Todo igual, salvo la concurrencia. Ahora son los asiáticos estadounidenses los que protagonizan la protesta, un colectivo conocido por su discreción, su laboriosidad y su calma. Una serie de tópicos que han camuflado la discriminación contra este colectivo y el fracaso al abordarlo.
La mujer que exhibe un cartel casero con el lema “amor, paz y compresión” se llama Judy Moy y es productora de televisión. Su familia, originaria de China, se instaló en Nueva York en 1860. “Nací y crecí aquí, pero para mucha gente aún no soy estadounidense porque no soy blanca”, confiesa con tono de amargura.
Casada con un francés, “todo el mundo asume que él es el americano, nadie piensa que soy yo la americana”, se lamenta. “Toda mi vida he experimentado discriminación”, afirma. “Ya no quiero ser invisible”, añade.
La matanza de Atlanta perpetrada en tres spas, cuyos propietarios son de origen asiático, y en la que seis de las ocho personas muertas eran mujeres con raíces orientales, ha actuado como esa gota que colma el vaso.

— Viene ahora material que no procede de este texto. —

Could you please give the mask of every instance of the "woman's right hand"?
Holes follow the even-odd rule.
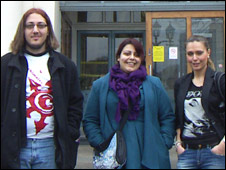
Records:
[[[177,151],[177,155],[180,155],[185,151],[185,149],[183,148],[183,146],[181,144],[179,144],[176,148],[176,151]]]

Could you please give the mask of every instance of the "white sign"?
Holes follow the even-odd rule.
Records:
[[[169,59],[178,59],[177,47],[169,47]]]

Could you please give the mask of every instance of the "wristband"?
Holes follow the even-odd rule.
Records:
[[[178,141],[175,142],[175,147],[177,148],[178,145],[181,145],[181,144],[182,144],[182,141],[178,140]]]

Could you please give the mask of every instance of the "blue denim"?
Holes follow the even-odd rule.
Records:
[[[186,149],[178,156],[178,169],[225,169],[225,156],[216,155],[211,148]]]
[[[57,169],[53,138],[27,139],[20,151],[20,169]]]

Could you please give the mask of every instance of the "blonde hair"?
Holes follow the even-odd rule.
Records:
[[[192,35],[192,36],[186,41],[186,43],[185,43],[185,48],[187,47],[187,44],[188,44],[188,43],[194,42],[194,41],[202,42],[202,43],[204,44],[204,46],[206,47],[206,49],[207,49],[207,50],[210,50],[210,45],[209,45],[208,40],[207,40],[205,37],[201,36],[201,35]],[[214,63],[213,63],[213,61],[212,61],[210,58],[208,58],[208,60],[207,60],[207,65],[208,65],[211,69],[216,70],[216,69],[215,69]]]
[[[214,71],[216,70],[214,63],[213,63],[213,61],[210,58],[208,58],[208,60],[207,60],[207,65],[210,68],[212,68]]]

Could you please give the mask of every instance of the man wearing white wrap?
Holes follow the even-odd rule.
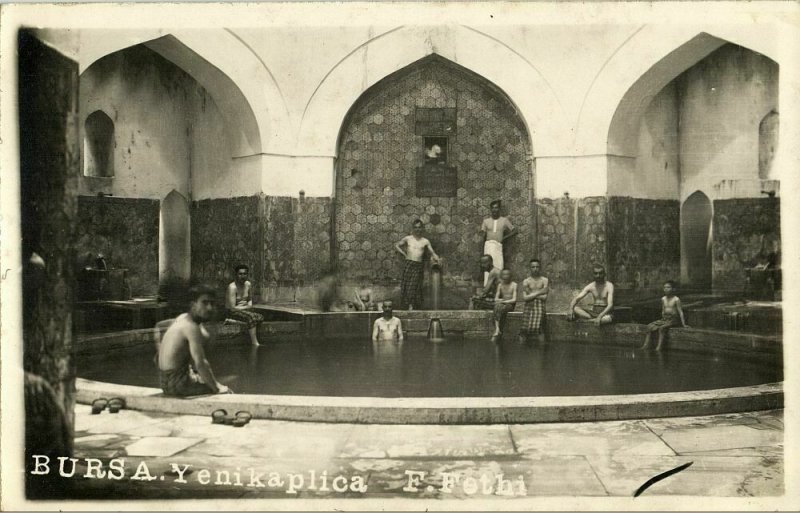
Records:
[[[502,206],[500,200],[494,200],[489,205],[492,217],[483,220],[481,224],[481,231],[483,232],[483,254],[491,255],[494,267],[497,270],[504,268],[503,261],[503,243],[509,237],[516,235],[516,228],[511,224],[507,217],[500,215],[500,207]],[[486,284],[486,279],[489,273],[484,273],[483,281]]]

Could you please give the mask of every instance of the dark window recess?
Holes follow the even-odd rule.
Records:
[[[114,176],[114,122],[101,110],[89,114],[84,125],[83,174]]]
[[[416,135],[454,135],[456,133],[456,109],[427,109],[417,107],[414,116]]]

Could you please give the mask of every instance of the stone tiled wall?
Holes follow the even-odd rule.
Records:
[[[321,278],[331,263],[331,199],[292,199],[294,259],[292,272],[303,282]]]
[[[109,267],[128,269],[134,295],[158,290],[159,202],[150,199],[78,197],[79,261],[102,253]]]
[[[456,197],[416,196],[416,168],[424,160],[417,107],[457,109],[457,133],[448,141],[448,165],[458,168]],[[513,106],[463,69],[432,60],[381,82],[359,100],[340,138],[335,256],[342,280],[396,284],[403,261],[393,246],[420,218],[443,258],[444,287],[470,288],[480,275],[480,224],[497,198],[520,230],[507,244],[506,265],[523,276],[536,229],[528,151]]]
[[[576,200],[541,198],[537,201],[539,259],[542,274],[553,285],[573,283],[575,275]]]
[[[592,265],[607,264],[607,208],[604,197],[537,199],[538,258],[552,287],[583,286]]]
[[[292,272],[295,258],[292,198],[264,198],[263,211],[263,283],[268,286],[292,285],[295,280]]]
[[[659,290],[680,278],[677,200],[611,197],[608,201],[609,278],[619,289]]]
[[[608,199],[605,197],[578,200],[576,274],[578,281],[591,278],[593,265],[608,265],[607,230]],[[584,278],[587,277],[588,278]],[[609,276],[610,277],[610,276]],[[583,279],[582,279],[583,278]]]
[[[754,265],[762,252],[780,255],[780,216],[779,198],[714,201],[711,265],[715,292],[744,291],[745,268]]]
[[[222,290],[245,263],[262,299],[275,287],[313,285],[330,265],[330,208],[330,198],[194,202],[192,278]]]
[[[191,210],[192,279],[217,287],[233,280],[233,266],[250,266],[260,283],[262,216],[258,196],[195,201]]]

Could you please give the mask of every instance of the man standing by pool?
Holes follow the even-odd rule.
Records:
[[[424,265],[422,258],[425,250],[431,252],[431,262],[439,263],[439,255],[433,250],[431,242],[422,236],[422,221],[416,219],[411,225],[411,235],[406,235],[395,244],[395,249],[406,259],[403,277],[400,279],[400,303],[409,310],[422,306],[422,280]],[[403,250],[405,246],[405,250]]]
[[[516,228],[511,225],[507,217],[500,215],[502,207],[500,200],[494,200],[489,205],[491,217],[483,220],[481,231],[483,232],[483,254],[492,257],[492,262],[497,270],[504,268],[503,243],[509,237],[516,235]],[[484,282],[488,279],[488,272],[484,275]],[[485,283],[484,283],[485,285]]]
[[[613,321],[611,312],[614,310],[614,284],[606,281],[606,270],[602,265],[595,265],[592,268],[592,274],[594,281],[586,285],[580,294],[570,302],[567,319],[573,320],[577,315],[582,319],[591,320],[598,326],[609,324]],[[591,294],[594,300],[591,312],[578,306],[578,302],[587,294]]]
[[[547,320],[545,302],[550,292],[550,282],[541,274],[542,264],[538,259],[530,261],[531,275],[522,282],[522,300],[525,308],[522,310],[522,329],[520,329],[520,342],[526,342],[528,337],[536,335],[541,339],[543,325]]]
[[[158,374],[165,395],[233,392],[216,380],[203,348],[210,338],[203,323],[214,314],[214,296],[214,289],[206,285],[189,289],[189,311],[180,314],[164,333],[158,348]]]
[[[225,316],[235,321],[247,324],[247,332],[250,335],[250,343],[258,346],[258,325],[264,321],[264,317],[252,310],[253,308],[253,285],[247,279],[250,268],[244,264],[239,264],[234,269],[236,278],[228,285],[225,293]]]

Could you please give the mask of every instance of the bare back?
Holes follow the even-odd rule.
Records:
[[[192,362],[189,339],[198,336],[203,342],[209,339],[209,333],[205,327],[194,322],[189,314],[179,315],[161,338],[161,347],[158,350],[158,368],[174,370],[189,365]]]

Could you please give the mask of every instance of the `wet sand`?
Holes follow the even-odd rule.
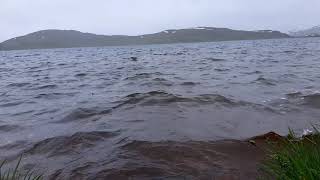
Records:
[[[281,138],[271,132],[244,141],[135,141],[123,147],[132,161],[92,179],[257,179],[263,175],[268,142]]]
[[[268,133],[247,140],[128,143],[116,136],[91,132],[46,139],[22,152],[22,168],[50,180],[257,179],[268,142],[282,139]],[[112,142],[117,145],[110,148]],[[11,165],[17,159],[12,156]]]

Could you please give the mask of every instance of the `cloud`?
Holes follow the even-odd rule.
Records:
[[[0,41],[42,29],[144,34],[194,26],[309,28],[319,0],[0,0]]]

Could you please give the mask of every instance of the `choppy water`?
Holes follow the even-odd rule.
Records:
[[[23,152],[60,178],[157,176],[167,167],[128,147],[302,132],[319,90],[319,38],[0,52],[0,159]]]

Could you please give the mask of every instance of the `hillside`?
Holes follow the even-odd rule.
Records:
[[[320,26],[315,26],[313,28],[301,31],[291,32],[290,35],[295,37],[320,37]]]
[[[166,30],[140,36],[106,36],[74,30],[43,30],[4,41],[0,43],[0,50],[170,44],[288,37],[289,35],[279,31],[241,31],[212,27]]]

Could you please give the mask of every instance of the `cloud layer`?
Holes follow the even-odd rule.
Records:
[[[42,29],[137,35],[195,26],[320,25],[319,0],[0,0],[0,41]]]

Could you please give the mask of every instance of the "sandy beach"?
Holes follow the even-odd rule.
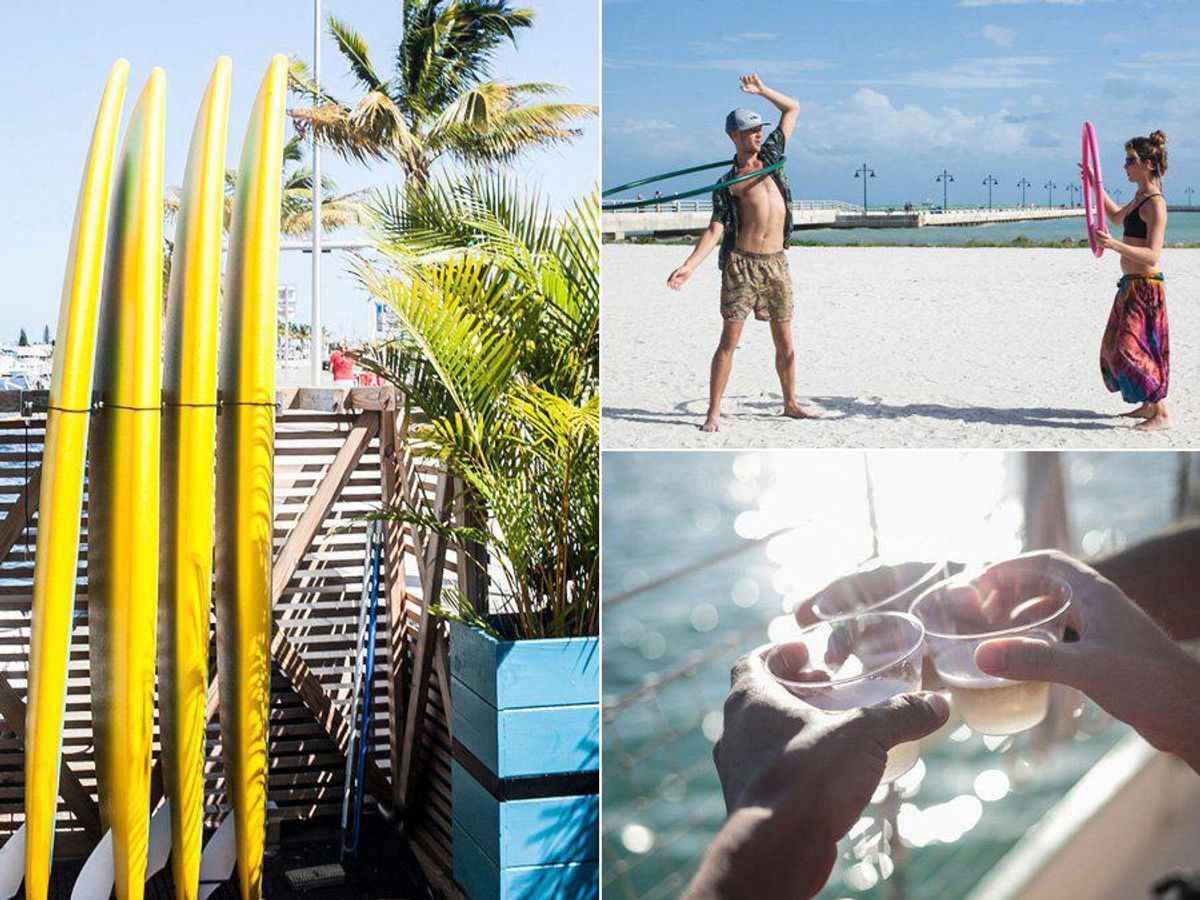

Un recipiente que se ha ido llenando a lo largo de todo un año de coronavirus, en especial en Nueva York.
Los ataques anti asiáticos se han incrementado un 150% desde el inicio de la pandemia, con especial incidencia en las mujeres, según un estudio reciente, mientras el ex presidente Donald Trump echaba gasolina al fuego del racismo y el odio con su retórica del “virus chino” a fin de esconder su fracaso.
Lleva un año con miedo, una sensación que también experimenta Annie Yan Bailey, joven arquitecta de cuna neoyorquina, que lleva de la mano a su hijo. “Sufrimos el racismo de diferentes maneras. Yo siento esa idea de que somos una minoría modelo y que la mujer asiática es débil y presa fácil”, recalca.
Andrew Yang, neoyorquino con raíces de Taiwán, fallido candidato a la Casa Blanca y ahora en lucha por ser alcalde de Nueva York, celebra la unidad forjada a partir de la tragedia de Atlanta. Frente a las dudas de cuál fue la motivación de Robert Aaron Long, blanco de 21 años, para perpetrar la matanza, Yang tiene claro una de las primeras cosas que se han de cambiar: “Hemos de identificar estos incidentes como lo que son, crímenes de odio”.